Chapter 1 Data Organization with Spreadsheet
Any research project’s cornerstone is good data organization. Because most researchers keep their data in spreadsheets, many research initiatives begin there.
In spreadsheets, we organize data in the ways that we wish to work with it as humans, while computers demand that data be organized in specific ways. We must organize our data in the way that computers require it in order to employ tools that make computation more efficient, such as programming languages like R or Python. Since most research projects begin here, we’d like to begin here as well!
However, you will not learn about data analysis with spreadsheets in this lesson. As a researcher, you’ll spend a lot of time organizing data so you can do good analysis afterwards. It isn’t the most enjoyable task, but it is important. This session will teach you how to think about data organization and some data wrangling best practices. This method allows you to properly prepare existing data and organize new data collection, resulting in less data wrangling.
1.1 Spreadsheet Programs
Good data organization is the foundation of your research project. Most researchers have data or do data entry in spreadsheets. Spreadsheet programs are very useful graphical interfaces for designing data tables and handling very basic data quality control functions.
Spreadsheet programs encompass a lot of the things we need to be able to do as researchers. We can use them for:
- Data entry
- Organizing data
- Subsetting and sorting data
- Statistics
- Plotting
1.2 Formatting data tables
The most common mistake is using spreadsheet tools as lab notebooks, relying on context, margin notes, and data and field spatial layout to convey information. We can (usually) interpret these things as humans, but computers don’t see information in the same way, and unless we explain everything to the computer (which can be difficult! ), it won’t be able to see how our data fits together.
We can handle and analyze data much more effectively and quickly with the help of computers, but we must first prepare our data so that the computer can interpret it (and computers are very literal).
Why aren’t we teaching data analysis in spreadsheets:
- Data analysis in spreadsheets normally requires a significant amount of human labor. You normally have to redo everything by hand if you want to alter a parameter or run an analysis with a different dataset. (We know you can make macros; nevertheless, see the next point.)
1.2.1 Problems with Spreadsheets
Spreadsheets are good for data entry, but we use them for much more than that. Use them to create data tables for publications, generate statistics and make figures. Spreadsheets can be used with caution if you want to replicate your steps in another person’s work.
1.2.2 Use of Spreadsheets for Data Entery and Cleaning
However, there are times when you’ll want to use a spreadsheet tool to make “quick and dirty” calculations or figures, and data cleaning will make it easier to do so. Data cleaning also improves the format of your data before it is imported into a statistical analysis program. We’ll show you how to use various spreadsheet tools to double-check your data quality and get preliminary summary statistics.
In this lesson, we will assume that you are most likely using Excel as your primary spreadsheet program - there are others (gnumeric, Calc from OpenOffice), and their functionality is similar, but Excel seems to be the program most used by everyone.
1.2.3 Keeping track of your analyses
It’s very simple to end up with a spreadsheet that looks nothing like the one you started with when dealing with spreadsheets for data cleaning or analytics. If a reviewer or instructor requests a new analysis, you should be able to recreate your analyses or figure out what you performed.
- Make a new file containing the data you’ve cleaned or examined.
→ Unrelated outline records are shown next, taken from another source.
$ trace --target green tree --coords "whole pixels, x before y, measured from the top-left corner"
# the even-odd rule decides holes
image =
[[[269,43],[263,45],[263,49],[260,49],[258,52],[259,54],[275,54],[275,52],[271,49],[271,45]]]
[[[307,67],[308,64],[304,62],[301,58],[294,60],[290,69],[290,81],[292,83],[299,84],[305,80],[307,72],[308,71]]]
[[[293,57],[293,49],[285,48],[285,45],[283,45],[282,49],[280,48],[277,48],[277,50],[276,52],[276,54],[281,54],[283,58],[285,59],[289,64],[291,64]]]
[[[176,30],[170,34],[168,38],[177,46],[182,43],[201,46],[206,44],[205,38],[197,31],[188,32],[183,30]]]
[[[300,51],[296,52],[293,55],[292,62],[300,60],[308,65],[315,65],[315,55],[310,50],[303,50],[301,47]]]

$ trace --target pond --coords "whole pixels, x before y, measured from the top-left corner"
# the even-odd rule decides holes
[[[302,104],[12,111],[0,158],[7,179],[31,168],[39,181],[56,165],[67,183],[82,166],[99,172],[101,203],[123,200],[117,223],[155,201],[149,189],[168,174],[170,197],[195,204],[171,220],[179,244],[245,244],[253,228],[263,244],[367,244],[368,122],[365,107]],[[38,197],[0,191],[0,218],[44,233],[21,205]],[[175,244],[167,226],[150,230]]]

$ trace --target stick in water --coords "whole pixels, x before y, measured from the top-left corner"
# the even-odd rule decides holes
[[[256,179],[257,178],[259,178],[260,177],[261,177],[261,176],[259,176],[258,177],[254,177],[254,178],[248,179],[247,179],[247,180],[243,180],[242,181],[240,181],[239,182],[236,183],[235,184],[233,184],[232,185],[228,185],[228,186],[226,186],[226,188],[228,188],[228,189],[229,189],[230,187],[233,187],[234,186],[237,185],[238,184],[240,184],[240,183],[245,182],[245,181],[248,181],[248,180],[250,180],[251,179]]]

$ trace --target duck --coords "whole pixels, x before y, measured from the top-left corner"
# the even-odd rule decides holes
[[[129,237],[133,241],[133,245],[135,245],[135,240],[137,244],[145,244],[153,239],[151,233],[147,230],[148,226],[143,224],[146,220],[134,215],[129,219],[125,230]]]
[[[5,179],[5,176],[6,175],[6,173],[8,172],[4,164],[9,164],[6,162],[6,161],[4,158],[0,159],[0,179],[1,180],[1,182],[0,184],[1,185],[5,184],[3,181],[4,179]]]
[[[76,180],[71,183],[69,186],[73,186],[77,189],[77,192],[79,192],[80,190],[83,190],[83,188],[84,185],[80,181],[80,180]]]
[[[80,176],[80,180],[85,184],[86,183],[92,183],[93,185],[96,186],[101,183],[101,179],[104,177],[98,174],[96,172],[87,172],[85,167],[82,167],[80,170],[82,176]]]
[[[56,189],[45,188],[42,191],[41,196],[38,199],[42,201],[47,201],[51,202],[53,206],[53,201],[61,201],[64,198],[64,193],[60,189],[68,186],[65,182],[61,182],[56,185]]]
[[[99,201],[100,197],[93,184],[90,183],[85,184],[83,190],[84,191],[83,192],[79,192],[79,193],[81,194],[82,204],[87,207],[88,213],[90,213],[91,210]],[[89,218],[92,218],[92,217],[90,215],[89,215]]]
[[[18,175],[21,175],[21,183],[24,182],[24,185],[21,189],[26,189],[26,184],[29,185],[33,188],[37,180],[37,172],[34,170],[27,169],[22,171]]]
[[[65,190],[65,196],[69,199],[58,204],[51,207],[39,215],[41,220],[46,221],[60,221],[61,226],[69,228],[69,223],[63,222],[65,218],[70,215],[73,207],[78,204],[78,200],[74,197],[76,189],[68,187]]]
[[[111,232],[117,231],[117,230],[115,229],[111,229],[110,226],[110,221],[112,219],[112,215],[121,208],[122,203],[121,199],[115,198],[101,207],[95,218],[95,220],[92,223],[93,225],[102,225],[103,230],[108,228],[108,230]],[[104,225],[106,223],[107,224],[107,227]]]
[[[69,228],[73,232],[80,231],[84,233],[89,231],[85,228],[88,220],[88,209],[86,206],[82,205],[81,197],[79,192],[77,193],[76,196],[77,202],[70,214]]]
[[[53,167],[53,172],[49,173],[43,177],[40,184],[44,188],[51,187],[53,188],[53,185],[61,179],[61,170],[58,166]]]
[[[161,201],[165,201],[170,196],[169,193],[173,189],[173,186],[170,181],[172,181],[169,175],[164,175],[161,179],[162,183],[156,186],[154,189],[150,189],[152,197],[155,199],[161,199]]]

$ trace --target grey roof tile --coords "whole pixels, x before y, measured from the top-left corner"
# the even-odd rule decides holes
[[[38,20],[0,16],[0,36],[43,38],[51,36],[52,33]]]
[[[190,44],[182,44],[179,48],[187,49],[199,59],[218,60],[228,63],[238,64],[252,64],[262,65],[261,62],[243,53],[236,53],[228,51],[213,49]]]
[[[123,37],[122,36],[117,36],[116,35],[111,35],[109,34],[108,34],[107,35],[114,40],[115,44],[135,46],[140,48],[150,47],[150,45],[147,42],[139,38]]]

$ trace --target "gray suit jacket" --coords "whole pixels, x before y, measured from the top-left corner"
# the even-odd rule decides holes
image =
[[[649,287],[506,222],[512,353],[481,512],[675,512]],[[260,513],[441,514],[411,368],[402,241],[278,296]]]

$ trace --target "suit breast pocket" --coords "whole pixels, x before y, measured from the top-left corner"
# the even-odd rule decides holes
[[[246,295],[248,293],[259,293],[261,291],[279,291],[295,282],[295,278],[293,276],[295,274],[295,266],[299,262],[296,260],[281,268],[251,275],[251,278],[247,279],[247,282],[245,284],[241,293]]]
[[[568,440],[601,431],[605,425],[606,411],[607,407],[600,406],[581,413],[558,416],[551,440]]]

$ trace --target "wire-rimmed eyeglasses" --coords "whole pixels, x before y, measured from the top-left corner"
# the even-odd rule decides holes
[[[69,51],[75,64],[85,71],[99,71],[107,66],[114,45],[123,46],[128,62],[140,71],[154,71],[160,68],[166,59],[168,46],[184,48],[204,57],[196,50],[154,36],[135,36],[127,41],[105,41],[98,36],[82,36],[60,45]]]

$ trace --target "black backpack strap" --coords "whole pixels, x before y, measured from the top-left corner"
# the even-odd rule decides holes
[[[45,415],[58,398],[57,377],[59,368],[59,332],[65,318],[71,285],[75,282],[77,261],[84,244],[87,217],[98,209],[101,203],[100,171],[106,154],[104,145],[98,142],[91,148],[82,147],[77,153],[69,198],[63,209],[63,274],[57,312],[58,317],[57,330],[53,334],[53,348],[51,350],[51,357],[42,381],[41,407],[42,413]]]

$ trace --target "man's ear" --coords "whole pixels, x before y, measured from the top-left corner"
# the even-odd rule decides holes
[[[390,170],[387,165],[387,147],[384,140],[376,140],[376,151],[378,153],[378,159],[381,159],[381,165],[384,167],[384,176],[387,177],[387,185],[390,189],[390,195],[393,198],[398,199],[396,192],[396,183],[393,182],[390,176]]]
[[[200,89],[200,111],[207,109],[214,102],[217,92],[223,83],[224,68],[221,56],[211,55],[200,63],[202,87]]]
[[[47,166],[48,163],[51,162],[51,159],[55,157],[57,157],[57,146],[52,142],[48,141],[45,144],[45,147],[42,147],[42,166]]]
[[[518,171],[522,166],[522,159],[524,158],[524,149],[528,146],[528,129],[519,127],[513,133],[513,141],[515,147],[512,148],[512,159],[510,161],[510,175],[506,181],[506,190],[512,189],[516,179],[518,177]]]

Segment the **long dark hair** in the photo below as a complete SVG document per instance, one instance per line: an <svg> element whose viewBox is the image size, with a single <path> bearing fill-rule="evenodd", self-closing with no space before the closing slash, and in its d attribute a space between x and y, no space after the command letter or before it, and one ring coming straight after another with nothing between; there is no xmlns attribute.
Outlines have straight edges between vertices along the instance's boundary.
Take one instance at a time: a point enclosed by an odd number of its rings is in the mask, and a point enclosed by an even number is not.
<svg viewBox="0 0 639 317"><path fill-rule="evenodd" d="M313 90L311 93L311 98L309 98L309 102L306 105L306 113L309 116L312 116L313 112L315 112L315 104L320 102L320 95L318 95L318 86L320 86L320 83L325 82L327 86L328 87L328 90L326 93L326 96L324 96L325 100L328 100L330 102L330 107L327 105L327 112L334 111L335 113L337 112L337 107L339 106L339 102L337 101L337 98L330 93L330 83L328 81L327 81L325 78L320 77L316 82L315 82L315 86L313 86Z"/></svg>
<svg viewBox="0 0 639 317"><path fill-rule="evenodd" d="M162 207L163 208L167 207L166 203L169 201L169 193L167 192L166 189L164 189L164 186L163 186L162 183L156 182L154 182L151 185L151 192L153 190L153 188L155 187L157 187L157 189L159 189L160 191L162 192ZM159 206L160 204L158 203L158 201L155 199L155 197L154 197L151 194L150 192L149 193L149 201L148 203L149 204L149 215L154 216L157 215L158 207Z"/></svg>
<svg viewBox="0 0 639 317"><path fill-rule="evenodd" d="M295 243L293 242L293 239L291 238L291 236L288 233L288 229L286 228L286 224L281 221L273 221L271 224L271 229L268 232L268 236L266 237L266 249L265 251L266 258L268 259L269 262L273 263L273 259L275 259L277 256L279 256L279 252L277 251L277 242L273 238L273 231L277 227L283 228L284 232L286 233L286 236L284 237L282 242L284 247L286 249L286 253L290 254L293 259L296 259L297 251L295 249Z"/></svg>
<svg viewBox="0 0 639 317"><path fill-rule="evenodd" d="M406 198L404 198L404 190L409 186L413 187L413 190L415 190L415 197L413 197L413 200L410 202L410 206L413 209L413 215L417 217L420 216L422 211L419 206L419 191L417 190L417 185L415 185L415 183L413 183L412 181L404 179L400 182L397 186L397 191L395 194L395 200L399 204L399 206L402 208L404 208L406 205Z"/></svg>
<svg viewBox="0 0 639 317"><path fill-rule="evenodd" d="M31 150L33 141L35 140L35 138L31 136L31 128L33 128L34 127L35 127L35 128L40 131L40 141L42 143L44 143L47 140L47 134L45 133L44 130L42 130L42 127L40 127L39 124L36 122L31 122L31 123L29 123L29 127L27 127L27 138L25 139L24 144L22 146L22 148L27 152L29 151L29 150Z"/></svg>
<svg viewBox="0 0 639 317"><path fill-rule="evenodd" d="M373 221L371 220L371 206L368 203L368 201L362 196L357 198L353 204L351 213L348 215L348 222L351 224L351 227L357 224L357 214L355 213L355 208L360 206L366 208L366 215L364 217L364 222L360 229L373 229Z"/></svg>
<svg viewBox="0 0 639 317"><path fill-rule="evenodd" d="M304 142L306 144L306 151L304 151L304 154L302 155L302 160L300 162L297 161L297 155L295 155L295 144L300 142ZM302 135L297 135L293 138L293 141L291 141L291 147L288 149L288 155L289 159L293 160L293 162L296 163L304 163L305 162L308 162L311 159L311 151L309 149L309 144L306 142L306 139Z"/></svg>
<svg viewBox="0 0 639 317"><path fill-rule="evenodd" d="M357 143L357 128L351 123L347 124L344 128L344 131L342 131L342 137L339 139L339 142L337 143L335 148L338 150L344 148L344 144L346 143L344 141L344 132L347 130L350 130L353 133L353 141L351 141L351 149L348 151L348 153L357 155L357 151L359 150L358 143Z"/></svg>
If you change the original dataset, you’ll lose track of where you started!
- Keep a record of the steps you did to clean up or analyze your data. These stages should be tracked just like any other phase in an experiment. This should be done in a plain text file located in the same folder as the data file.
1.2.4 Structuring data in spreadsheets
The cardinal rules of using spreadsheet programs for data:
- Put all your variables in columns - the thing you’re measuring, like ‘weight’ or ‘temperature’.
- Put each observation in its own row.
- Don’t combine multiple pieces of information in one cell. Sometimes it just seems like one thing, but think if that’s the only way you’ll want to be able to use or sort that data.
- Leave the raw data raw - don’t change it!
- Export the cleaned data to a text-based format like CSV (comma-separated values) format. This ensures that anyone can use the data, and is required by most data repositories.
Exercise:
What is the issue with the following data entry according to spreadsheet data structure rules above?
1.3 Common Spreadsheet Errors
- Don’t create multiple data tables within a single spreadsheet. This creates false associations between things for the computer, and makes it harder to sort and sort your data in the right order. In the table below, each row in A-F represents four distinct samples. This means that the columns A-AF do not all refer to the same sample.
1.3.1 Using multiple tabs
- When you create extra tabs, you fail to allow the computer to see connections in the data that are there (you have to introduce spreadsheet application-specific functions or scripting).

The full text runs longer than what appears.